Des pèlerins sont en train de descendre de leur ascension nocturne. Ceux-ci ne sont pas venus admirer le lever du soleil, ils sont là par Foi et conviction religieuse. Nous sommes admiratifs face à ces pèlerins souvent âgés ou par les jeunes mamans avec le bébé dans les bras, par ces enfants les yeux mi-clos de sommeil et d'épuisement, mais qui ont encore la force de nous sourire. Ils sont presque tous en sandales, mais beaucoup sont carrément pieds nus. Respect.

Nous progressons lentement tous ensemble, et commençons à faire connaissance avec nos compagnons de route. Le jeune Woo qui, en bon Coréen qu'il est ne comprend pas très bien la riche langue de Molière. Notre anglais va devoir rivaliser avec le sien, il sera très patient. La fameuse sagesse millénaire des Asiatiques...
Le sportif Youcef, ma fille Tiphaine et Fanny la femme d'André (les Srilankais ont un sacré sens de l'humour !) nous arrivent de Paris quant à Alex le surfeur aux cheveux courts, de Biarritz. Sept paires de gambettes en marche vers la gloire. Ne manque que Blanche Neige pour tous nous accompagner.
Les débuts sont relativement faciles et permettent un échauffement en douceur. De toute façon, nous ne sommes pas encore très bien réveillés alors le corps se meut sans même s'en rendre compte.
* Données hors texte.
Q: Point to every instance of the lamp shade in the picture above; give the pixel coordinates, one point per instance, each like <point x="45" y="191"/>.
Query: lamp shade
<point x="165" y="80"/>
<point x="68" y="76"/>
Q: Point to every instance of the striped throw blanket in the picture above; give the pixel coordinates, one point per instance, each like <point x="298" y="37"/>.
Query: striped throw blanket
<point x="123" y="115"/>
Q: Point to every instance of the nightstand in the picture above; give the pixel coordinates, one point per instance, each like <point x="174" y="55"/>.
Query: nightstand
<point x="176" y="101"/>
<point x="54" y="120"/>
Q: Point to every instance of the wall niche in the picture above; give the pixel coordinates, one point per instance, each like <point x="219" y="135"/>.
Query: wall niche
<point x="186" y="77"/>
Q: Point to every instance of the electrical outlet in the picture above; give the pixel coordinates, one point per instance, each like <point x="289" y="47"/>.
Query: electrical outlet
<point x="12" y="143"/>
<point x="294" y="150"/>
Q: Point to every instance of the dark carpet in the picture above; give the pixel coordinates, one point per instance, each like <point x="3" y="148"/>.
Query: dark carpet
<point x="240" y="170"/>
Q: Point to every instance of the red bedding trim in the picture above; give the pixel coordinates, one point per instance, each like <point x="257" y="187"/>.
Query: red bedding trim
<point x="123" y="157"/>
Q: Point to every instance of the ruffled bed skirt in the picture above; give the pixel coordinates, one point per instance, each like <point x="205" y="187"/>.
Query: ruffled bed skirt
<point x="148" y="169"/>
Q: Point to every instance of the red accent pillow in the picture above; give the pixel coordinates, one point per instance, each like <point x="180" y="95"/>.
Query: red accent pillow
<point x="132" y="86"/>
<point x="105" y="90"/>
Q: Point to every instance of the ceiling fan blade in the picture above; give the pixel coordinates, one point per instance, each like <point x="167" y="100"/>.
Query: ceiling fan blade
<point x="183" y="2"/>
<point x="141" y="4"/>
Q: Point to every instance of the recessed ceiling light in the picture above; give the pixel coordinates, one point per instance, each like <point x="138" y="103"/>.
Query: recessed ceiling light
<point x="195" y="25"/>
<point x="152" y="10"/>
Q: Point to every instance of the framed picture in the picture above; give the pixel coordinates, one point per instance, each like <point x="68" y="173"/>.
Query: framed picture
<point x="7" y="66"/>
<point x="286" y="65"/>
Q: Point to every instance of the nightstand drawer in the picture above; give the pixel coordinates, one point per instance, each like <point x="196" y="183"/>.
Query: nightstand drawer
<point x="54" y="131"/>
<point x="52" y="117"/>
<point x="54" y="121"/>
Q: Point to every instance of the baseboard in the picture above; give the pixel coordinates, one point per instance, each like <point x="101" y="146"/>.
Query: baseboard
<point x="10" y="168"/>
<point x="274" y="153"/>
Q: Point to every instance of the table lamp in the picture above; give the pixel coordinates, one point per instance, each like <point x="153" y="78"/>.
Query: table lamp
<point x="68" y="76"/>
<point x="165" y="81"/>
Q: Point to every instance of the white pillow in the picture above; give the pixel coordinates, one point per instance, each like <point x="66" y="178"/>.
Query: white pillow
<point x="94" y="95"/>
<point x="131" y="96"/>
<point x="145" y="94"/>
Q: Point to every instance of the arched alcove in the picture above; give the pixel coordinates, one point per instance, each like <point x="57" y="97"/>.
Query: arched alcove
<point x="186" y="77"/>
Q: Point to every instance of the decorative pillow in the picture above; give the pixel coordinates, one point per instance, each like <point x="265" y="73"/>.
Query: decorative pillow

Il fallait bien que cela arrive... Les difficultés commencent. Le souffle devient court et nous devons prendre quelques instants de pause pour récupérer. Cela fait 45 minutes que nous marchons, il me semble que la petite lumière du sommet, tout là haut, n'a pas grossi. Elle est toujours aussi inaccessible.
Les escaliers sont raides, nous montons pratiquement en ligne droite vers le sommet sans jamais faire de virage. Il y a 7 kilomètres de montée pour environ 750 mètres de dénivelé. Quelques personnes plus lentes et l'étroitesse des certains passages permettent de récupérer un peu sans devoir s'arrêter. Des cabanes sont aménagées et proposent du thé bien chaud ou de quoi se sustenter. Il y a même des semblants de dortoirs où les plus épuisés peuvent s'assoupir quelque temps sur des bancs. Encore nous croisons des gens qui descendent. Certains sont hagards, d'autres sont malades tellement l'effort a été intense. Des vieillards qui chez nous seraient cloîtrés dans une salle de bingo achèvent leur 100ème procession et prennent tout le temps qu'il leur faut pour conclure ce pur exploit. Nous sommes sans voix devant tant de persévérance et cela nous donne encore plus de courage pour en faire autant.

Nous ralentissons un peu la cadence pour ne pas se fatiguer trop vite, mais aussi pour ne pas arriver trop tôt au sommet où nous devrons patienter dans le vent glacial l'arrivée de notre bonne Étoile.
Le groupe se scinde, Youcef conserve son rythme un peu plus soutenu que le nôtre. Alex le suit de peu, et enfin la queue du peloton ferme une marche dont nous ne voyons pas la fin.  
Le ciel est ponctué de milliards d'étoiles dont j'avais oublié l'existence. Seuls quelques néons blafards éclairent le chemin, nous comblons la noirceur avec nos lampes frontales.
Nos courtes haltes sont un peu plus fréquentes, il faut boire et manger quelque chose avant de subir les affres du coup de pompe fatal.
De plus en plus raide, l'escalier est maintenant séparé par une rambarde métallique sur laquelle nous pouvons nous hâler vers les Cieux. D'un coté, la descente, de l'autre la montée. Nous tirons fort sur cette barre providentielle pour soulager nos jambes. Encore trois ou quatre pas et nous devons nous arrêter pour souffler et parce que devant ça bloque. La chance.
Enfin, en levant la tête, j'aperçois une guirlande lumineuse qui clignote, cela ne peut dire qu'une chose, c'est bientôt l'arrivée. Ou alors une mauvaise blague.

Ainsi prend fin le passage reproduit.